1982: Not So Fast
Along with the fast ’n’ loud hardcore music, a certain brand of slower, but still loud, noisey rock was developing during the early eighties. These sounds would develop more directly towards the lo-fi DIY indie rock and midwestern noise rock of the late 1980s through the 90s. On “Health” we hear the influences of post-punk and new wave in the exposed bass and drums counterpoint, and at the same time hear bands of the future like Slint in the jangly, sparse guitar and singing style. The notes on the cover of this record, point to overwhelming station enthusiasm at the time, with multiple ‘cool’s and a comparison to The Fall.
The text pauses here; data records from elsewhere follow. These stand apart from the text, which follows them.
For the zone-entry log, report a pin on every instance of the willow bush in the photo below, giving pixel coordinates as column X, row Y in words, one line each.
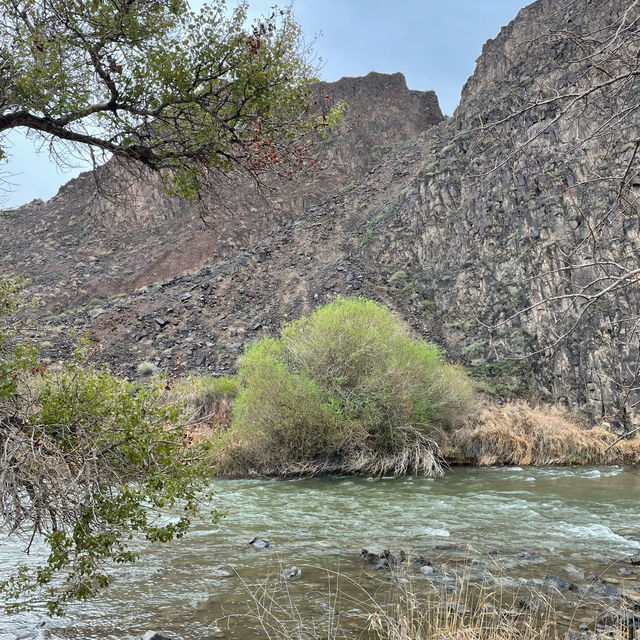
column 344, row 389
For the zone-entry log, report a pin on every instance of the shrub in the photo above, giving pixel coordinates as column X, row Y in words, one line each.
column 524, row 434
column 204, row 395
column 88, row 461
column 344, row 385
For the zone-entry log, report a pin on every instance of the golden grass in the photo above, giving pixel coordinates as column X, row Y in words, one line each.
column 238, row 456
column 525, row 434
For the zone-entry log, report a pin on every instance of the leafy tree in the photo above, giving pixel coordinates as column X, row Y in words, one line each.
column 187, row 94
column 87, row 460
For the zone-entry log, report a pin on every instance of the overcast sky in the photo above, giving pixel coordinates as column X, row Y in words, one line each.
column 434, row 43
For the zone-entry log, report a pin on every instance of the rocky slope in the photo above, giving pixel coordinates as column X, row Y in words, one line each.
column 473, row 233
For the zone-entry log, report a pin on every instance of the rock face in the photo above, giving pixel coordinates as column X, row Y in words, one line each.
column 476, row 234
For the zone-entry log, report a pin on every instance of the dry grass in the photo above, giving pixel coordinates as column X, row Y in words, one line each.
column 241, row 457
column 524, row 434
column 403, row 608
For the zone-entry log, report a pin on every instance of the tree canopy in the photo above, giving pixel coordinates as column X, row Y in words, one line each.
column 158, row 85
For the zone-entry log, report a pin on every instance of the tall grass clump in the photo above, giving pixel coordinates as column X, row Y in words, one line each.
column 346, row 389
column 525, row 434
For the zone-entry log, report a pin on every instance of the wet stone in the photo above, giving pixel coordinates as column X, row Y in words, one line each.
column 260, row 543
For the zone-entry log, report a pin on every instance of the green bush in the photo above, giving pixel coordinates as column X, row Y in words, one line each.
column 344, row 381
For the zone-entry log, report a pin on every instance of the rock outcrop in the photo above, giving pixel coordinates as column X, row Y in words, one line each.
column 472, row 227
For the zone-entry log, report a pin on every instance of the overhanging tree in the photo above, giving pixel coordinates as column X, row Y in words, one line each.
column 157, row 85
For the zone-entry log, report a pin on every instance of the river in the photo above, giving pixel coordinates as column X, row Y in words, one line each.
column 571, row 522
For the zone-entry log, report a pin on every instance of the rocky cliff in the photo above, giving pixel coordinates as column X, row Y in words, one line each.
column 483, row 230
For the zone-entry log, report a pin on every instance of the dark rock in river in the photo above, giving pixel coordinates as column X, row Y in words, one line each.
column 558, row 583
column 292, row 573
column 623, row 620
column 528, row 603
column 382, row 558
column 420, row 562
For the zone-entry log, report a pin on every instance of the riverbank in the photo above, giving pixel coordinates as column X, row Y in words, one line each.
column 507, row 433
column 506, row 528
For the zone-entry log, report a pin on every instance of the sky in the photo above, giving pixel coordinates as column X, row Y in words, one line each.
column 433, row 42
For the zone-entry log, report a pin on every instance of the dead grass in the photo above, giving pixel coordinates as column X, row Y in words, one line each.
column 241, row 457
column 525, row 434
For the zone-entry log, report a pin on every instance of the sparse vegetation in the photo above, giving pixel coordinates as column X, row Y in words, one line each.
column 344, row 389
column 88, row 460
column 521, row 433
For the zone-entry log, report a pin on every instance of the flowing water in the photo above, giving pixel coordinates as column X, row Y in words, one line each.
column 514, row 524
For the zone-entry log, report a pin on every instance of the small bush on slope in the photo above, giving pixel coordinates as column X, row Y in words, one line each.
column 345, row 389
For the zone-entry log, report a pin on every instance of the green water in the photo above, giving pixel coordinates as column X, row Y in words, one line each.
column 515, row 525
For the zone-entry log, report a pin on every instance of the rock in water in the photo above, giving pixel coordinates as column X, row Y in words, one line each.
column 292, row 573
column 152, row 635
column 260, row 543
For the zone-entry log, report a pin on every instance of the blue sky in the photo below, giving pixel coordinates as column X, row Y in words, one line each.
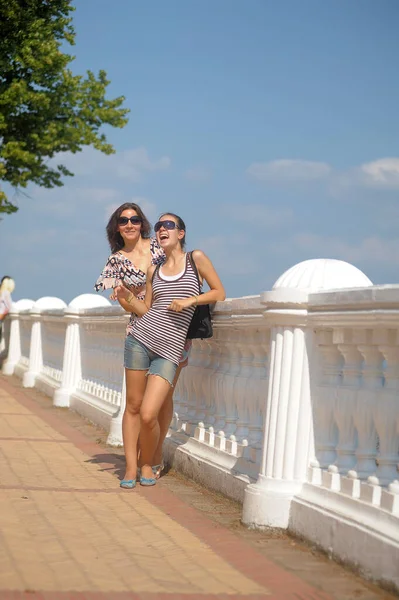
column 271, row 127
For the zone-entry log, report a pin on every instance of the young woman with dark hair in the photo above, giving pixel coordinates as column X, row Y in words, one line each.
column 156, row 340
column 133, row 252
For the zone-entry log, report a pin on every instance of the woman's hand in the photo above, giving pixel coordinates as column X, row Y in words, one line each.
column 179, row 305
column 122, row 293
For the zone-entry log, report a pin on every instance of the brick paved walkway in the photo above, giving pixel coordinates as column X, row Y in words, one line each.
column 68, row 531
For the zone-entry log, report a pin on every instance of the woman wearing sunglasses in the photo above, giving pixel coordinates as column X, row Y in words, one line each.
column 133, row 252
column 156, row 340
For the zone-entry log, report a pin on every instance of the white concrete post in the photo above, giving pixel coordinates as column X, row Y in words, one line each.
column 115, row 429
column 287, row 434
column 14, row 349
column 288, row 444
column 72, row 360
column 35, row 352
column 71, row 366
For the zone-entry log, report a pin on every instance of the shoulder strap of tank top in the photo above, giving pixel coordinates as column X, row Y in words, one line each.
column 194, row 267
column 155, row 272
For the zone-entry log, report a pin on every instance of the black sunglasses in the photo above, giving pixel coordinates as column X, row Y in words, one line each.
column 167, row 224
column 125, row 220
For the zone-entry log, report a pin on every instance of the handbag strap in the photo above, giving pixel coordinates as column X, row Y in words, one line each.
column 194, row 267
column 155, row 271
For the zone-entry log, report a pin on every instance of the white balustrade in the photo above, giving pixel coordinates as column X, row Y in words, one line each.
column 291, row 407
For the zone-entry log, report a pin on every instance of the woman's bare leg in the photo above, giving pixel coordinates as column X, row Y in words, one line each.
column 164, row 419
column 155, row 395
column 135, row 387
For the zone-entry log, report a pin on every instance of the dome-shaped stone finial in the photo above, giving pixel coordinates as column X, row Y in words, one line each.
column 322, row 274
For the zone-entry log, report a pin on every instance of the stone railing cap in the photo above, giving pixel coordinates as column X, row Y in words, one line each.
column 89, row 301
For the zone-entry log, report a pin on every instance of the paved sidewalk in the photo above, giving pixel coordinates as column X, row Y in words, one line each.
column 68, row 531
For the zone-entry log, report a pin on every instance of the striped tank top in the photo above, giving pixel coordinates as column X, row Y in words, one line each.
column 161, row 330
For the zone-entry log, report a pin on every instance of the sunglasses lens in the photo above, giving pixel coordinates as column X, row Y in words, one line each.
column 166, row 224
column 125, row 220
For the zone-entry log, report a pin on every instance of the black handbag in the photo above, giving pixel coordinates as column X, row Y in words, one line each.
column 201, row 323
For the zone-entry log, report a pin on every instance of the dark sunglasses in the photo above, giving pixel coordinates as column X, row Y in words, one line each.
column 125, row 220
column 166, row 224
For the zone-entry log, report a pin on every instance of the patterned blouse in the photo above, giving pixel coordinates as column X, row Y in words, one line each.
column 120, row 269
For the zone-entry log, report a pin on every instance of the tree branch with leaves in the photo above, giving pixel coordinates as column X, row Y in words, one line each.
column 44, row 108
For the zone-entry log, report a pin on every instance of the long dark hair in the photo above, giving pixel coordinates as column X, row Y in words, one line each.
column 181, row 225
column 115, row 239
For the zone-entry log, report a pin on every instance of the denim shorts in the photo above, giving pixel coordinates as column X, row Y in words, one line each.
column 140, row 358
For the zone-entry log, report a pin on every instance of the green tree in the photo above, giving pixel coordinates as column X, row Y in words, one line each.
column 44, row 108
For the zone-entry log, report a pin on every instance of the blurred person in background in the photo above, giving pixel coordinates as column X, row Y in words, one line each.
column 7, row 286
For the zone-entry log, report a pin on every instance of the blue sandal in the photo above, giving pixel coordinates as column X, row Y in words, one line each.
column 157, row 470
column 128, row 484
column 147, row 481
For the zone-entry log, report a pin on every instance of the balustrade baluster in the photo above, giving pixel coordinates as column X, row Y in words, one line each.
column 345, row 407
column 325, row 428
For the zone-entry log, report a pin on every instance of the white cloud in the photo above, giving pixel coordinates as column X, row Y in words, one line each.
column 383, row 172
column 259, row 215
column 230, row 259
column 289, row 170
column 198, row 174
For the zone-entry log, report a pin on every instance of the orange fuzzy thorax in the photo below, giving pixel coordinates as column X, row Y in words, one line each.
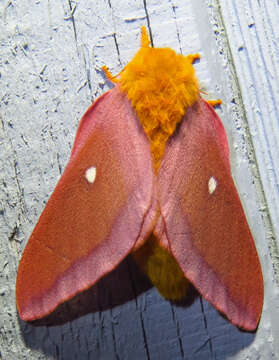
column 160, row 84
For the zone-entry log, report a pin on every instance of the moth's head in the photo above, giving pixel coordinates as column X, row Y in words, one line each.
column 161, row 71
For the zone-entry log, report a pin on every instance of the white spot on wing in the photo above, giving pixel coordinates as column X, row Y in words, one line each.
column 212, row 185
column 90, row 174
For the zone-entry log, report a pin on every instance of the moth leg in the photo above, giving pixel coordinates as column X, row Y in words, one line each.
column 193, row 57
column 214, row 102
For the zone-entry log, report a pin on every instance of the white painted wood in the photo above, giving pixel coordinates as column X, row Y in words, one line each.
column 51, row 58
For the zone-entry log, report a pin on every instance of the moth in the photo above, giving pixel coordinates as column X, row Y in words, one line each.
column 150, row 175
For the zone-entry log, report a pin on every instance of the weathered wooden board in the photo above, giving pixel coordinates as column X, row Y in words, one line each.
column 50, row 72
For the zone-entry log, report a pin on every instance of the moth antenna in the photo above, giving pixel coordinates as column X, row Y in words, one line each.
column 193, row 57
column 145, row 41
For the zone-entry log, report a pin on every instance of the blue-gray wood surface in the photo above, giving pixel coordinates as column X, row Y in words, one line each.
column 50, row 72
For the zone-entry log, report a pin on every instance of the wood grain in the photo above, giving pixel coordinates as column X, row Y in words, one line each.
column 51, row 58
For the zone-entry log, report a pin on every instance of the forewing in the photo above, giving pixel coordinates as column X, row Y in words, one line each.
column 204, row 221
column 90, row 222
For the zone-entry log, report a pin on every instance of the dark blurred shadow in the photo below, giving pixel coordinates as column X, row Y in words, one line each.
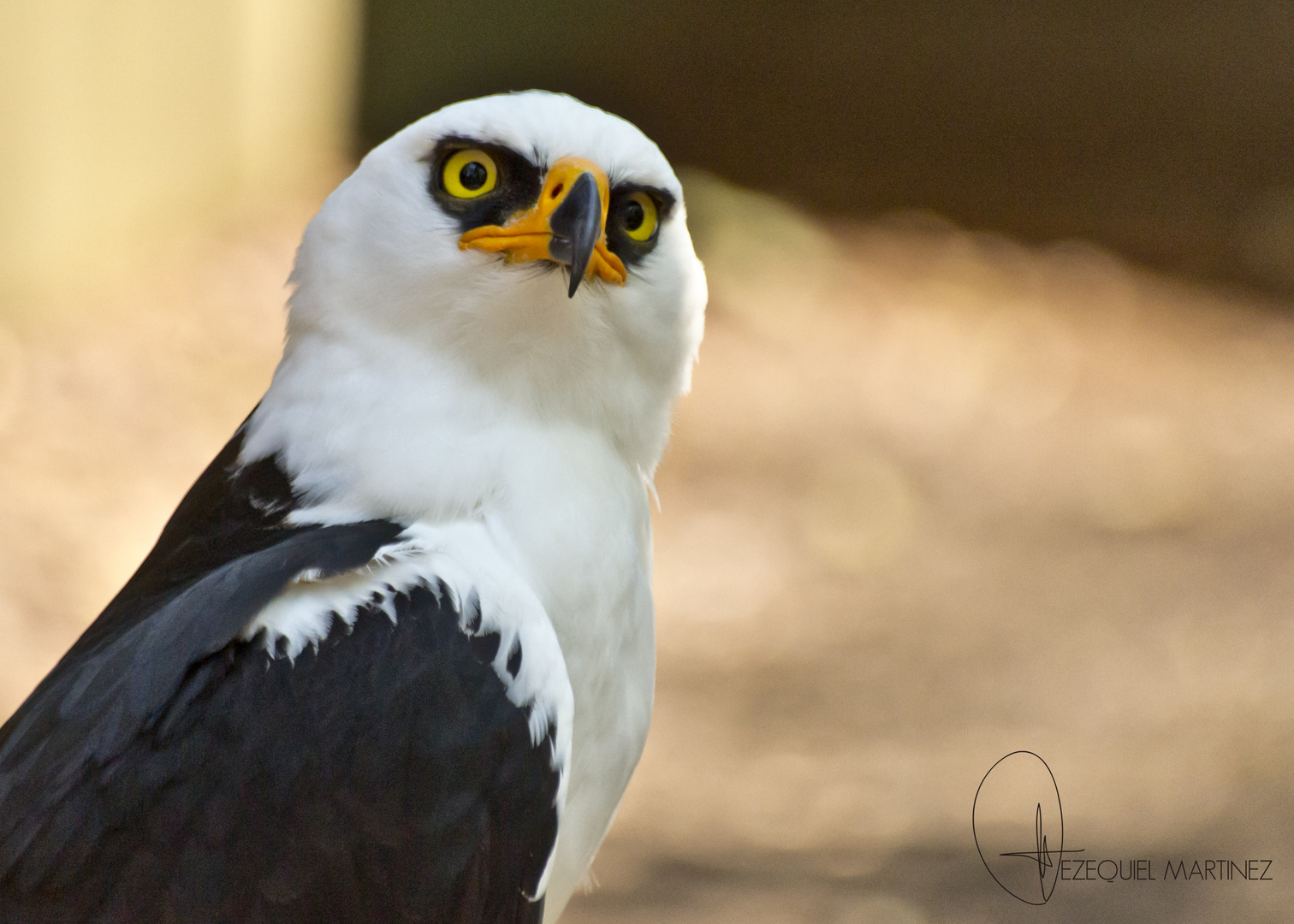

This comparison however offers insight into the still present tension during the early 80s as another DJ promptly responds to the comment with “oh, shut the fuck up.” In this comment, we see WNUR becoming increasingly underground, where even a comparison to a relatively fringe band like The Fall seems inappropriate to see at the station.
Continuing this sort of tension and the slower experimental rock it came along with, we arrive at Re-Generation, the b-side recorded live at CBGB’s in New York City. In music most similar to the coming noise music Michael Girl and Swans would would popularize and contemporary to the experiments of early Sonic Youth, we hear abrasive guitars and vocals wash over constant and pulsing percussion. Towards the end of this track, the two streams coalesce on a series of timed unison hits before the entire song devolves into nothingness and the silent groove in-between tracks. The first music director comment on the sleeve of “Even the trendy will HATE this” points to an in-out crowd dynamic still prevailing at the station two years after the dramatic break, in which the ’trendy’ are in search of experimental new music. In response to their comment, the judgmental music director or DJ receives: “stupid - they're great but someone from out of noise area wouldn't know so shut up!” The tension is palpable between the two factions, with one dismissive and one aggressive. Over the next twenty years, you can track how the more aggressive experimental mindset becomes the prevailing tone of WNUR culture, punctuated with the station rebranding to “Chicago’s Sound Experiment” in 1995.